La perforation d’un ulcère gastro-duodénal constitue une urgence chirurgicale majeure. Elle représente une complication grave des ulcères gastriques ou duodénaux, associée à une morbi-mortalité non négligeable, notamment en cas de retard diagnostique. Malgré les progrès en imagerie et en prise en charge, de nombreux pièges peuvent retarder le diagnostic ou compliquer la prise en charge.

Physiopathologie

L’ulcère gastro-duodénal résulte d’un déséquilibre entre facteurs agressifs (acide gastrique, Helicobacter pylori, AINS) et mécanismes de défense de la muqueuse.

La perforation est nettement plus fréquente au niveau du duodénum. Elle survient lorsque l’ulcère traverse toute l’épaisseur de la paroi digestive, entraînant :

  • Une fuite de contenu gastrique ou duodénal
  • Une contamination péritonéale
  • Une péritonite aiguë

Présentation clinique

Tableau typique

  • Douleur abdominale brutale, intense, en « coup de poignard »
  • Défense abdominale généralisée
  • Arrêt des matières et des gaz
  • Signes de choc dans les formes graves

Formes atypiques (pièges fréquents)

Certaines situations peuvent masquer le diagnostic :

  • Sujet âgé : symptômes peu bruyants
  • Patients sous corticoïdes ou immunodéprimés
  • Perforation colmatée (douleur transitoire)
  • Présentation pseudo-cardiaque ou pseudo-pulmonaire

La péritonite asthénique est une forme grave et trompeuse de péritonite, survenant souvent chez des patients fragiles (âgés, immunodéprimés, dénutris, cancéreux). Contrairement aux péritonites classiques, elle se caractérise par l'absence de défense ou de contracture abdominale ("ventre de bois"), avec un tableau dominé par une altération de l'état général, une hypothermie et un état de choc.

Diagnostic

Imagerie

  • Radiographie thoraco-abdominale ASP : pneumopéritoine (air sous diaphragme)
  • Scanner abdominal (examen de référence) : visualisation de l’air libre, localisation de la perforation, évaluation des complications

Pièges diagnostiques

  • Absence de pneumopéritoine visible
  • Confusion avec : pancréatite aiguë, appendicite aiguë, cholécystite aiguë
  • Interprétation erronée des douleurs thoraciques

Prise en charge

Mesures initiales

  • Réanimation :
    • Remplissage vasculaire : Cristalloïdes (NaCl 0,9% ou Ringer lactate), Bolus initial : 20–30 mL/kg - puis réévaluation
    • Antibiothérapie probabiliste : Céphalosporine + métronidazole OU Pipéracilline-tazobactam
    • Inhibiteurs de la pompe à protons : Oméprazole en IV
  • Mise à jeun et sonde nasogastrique : aspiration du contenu gastrique, diminution de la contamination péritonéale, amélioration du confort

Traitement chirurgical

  • Suture de la perforation (souvent avec patch épiploïque)
  • Lavage péritonéal
  • Voie laparoscopique privilégiée si possible

Traitement médical complémentaire

  • Éradication de Helicobacter pylori
  • Arrêt des AINS
  • Suivi endoscopique

Complications

  • Sepsis sévère
  • Abcès intra-abdominal
  • Fistules digestives
  • Récidive ulcéreuse

Les pièges à éviter

1. Sous-estimer la gravité

Même une douleur modérée peut cacher une perforation, surtout chez le sujet âgé.

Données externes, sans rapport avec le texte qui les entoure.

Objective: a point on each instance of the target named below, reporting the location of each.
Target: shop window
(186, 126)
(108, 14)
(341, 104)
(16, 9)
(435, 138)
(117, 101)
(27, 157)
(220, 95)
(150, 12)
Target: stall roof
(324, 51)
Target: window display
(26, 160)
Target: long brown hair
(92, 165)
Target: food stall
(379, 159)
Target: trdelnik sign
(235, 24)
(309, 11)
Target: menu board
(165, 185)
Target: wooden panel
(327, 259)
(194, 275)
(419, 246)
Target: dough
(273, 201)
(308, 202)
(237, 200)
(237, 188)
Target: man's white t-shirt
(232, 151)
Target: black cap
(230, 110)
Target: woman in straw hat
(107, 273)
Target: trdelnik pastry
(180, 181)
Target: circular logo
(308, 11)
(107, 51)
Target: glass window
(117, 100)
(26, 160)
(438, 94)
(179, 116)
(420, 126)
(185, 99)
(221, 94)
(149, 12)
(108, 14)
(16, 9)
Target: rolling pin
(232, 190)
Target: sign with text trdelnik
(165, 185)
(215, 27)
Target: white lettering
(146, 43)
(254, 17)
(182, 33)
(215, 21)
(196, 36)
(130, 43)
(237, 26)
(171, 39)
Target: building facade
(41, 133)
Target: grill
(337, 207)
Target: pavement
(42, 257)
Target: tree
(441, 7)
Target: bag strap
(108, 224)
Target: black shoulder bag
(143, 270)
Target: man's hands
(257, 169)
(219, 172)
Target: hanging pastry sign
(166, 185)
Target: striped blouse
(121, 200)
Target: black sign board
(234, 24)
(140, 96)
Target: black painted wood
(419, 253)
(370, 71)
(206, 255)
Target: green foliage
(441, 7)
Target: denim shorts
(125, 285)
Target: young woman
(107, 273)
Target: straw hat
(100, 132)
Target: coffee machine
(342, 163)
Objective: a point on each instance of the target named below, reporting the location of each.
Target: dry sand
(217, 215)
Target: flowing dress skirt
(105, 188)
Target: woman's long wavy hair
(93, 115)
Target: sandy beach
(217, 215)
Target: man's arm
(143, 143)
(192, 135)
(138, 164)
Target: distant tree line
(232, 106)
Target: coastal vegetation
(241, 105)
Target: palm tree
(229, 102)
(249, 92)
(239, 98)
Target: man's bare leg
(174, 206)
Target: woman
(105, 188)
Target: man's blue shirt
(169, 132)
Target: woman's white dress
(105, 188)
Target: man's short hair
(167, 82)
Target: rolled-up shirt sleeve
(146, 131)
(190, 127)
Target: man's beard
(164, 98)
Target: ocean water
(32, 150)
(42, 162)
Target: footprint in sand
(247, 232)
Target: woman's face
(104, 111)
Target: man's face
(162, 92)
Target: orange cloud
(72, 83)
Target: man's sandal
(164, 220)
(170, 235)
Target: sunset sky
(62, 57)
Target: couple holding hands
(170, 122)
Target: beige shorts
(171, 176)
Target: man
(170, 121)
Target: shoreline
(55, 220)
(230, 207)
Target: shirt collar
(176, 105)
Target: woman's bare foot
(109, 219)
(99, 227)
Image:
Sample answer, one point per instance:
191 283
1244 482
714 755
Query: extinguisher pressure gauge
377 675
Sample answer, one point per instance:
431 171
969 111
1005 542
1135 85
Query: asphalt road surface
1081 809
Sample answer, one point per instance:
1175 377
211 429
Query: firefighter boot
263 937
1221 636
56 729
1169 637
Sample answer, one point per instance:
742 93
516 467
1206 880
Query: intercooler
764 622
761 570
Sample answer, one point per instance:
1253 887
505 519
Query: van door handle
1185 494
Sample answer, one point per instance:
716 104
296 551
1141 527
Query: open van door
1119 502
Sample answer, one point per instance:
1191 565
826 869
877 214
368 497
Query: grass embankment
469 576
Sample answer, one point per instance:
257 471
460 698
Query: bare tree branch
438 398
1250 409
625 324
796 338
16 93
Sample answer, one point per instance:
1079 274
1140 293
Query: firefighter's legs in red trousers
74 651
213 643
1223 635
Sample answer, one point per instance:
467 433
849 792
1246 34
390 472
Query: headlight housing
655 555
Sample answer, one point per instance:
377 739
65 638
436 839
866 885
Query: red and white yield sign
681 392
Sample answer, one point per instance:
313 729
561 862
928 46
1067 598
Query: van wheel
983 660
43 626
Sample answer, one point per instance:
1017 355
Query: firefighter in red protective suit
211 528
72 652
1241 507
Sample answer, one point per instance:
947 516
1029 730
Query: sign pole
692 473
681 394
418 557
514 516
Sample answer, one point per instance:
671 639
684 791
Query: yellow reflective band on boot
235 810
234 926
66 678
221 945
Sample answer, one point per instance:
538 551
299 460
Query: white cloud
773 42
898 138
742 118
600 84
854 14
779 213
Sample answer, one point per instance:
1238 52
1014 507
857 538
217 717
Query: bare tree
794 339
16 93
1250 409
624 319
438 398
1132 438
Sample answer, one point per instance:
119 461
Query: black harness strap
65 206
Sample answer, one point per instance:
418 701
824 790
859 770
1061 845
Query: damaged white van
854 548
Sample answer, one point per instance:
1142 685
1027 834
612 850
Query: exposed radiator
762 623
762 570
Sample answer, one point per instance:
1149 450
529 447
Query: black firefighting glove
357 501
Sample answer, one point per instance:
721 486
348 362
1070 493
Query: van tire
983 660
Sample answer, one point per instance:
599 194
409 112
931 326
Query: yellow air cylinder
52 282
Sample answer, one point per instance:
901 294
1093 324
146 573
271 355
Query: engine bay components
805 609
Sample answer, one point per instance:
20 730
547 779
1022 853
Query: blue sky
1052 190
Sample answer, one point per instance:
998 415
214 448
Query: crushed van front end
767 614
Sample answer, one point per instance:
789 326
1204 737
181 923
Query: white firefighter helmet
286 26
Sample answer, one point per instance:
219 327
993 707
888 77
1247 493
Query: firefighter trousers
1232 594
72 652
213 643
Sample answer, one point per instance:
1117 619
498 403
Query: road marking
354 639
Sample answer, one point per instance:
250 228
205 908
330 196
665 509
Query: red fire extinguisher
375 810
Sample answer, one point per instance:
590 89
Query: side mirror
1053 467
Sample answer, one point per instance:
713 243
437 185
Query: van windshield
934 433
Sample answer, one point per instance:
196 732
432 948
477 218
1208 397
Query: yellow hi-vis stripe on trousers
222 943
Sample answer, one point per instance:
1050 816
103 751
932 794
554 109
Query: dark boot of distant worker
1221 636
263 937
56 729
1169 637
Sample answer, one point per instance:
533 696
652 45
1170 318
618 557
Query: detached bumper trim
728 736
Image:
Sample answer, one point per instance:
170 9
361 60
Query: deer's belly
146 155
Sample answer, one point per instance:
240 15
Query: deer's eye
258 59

2. Se fier uniquement à la radiographie

Un pneumopéritoine peut être absent → le scanner est essentiel.

3. Retard à la chirurgie

Chaque heure de retard augmente la mortalité.

4. Oublier l’étiologie

Ne pas traiter Helicobacter pylori expose à la récidive.

5. Négliger les formes colmatées

Elles peuvent évoluer secondairement vers une péritonite généralisée.

Pronostic

Le pronostic dépend de :

  • L’âge du patient
  • Le délai de prise en charge
  • L’état hémodynamique initial
  • Les comorbidités

La mortalité peut atteindre 10 à 30 % dans les formes graves.

Conclusion

La perforation d’un ulcère gastro-duodénal reste une urgence diagnostique et thérapeutique. La reconnaissance des formes atypiques et des pièges est essentielle pour éviter les retards de prise en charge. Une approche rapide, multidisciplinaire et rigoureuse permet d’améliorer significativement le pronostic.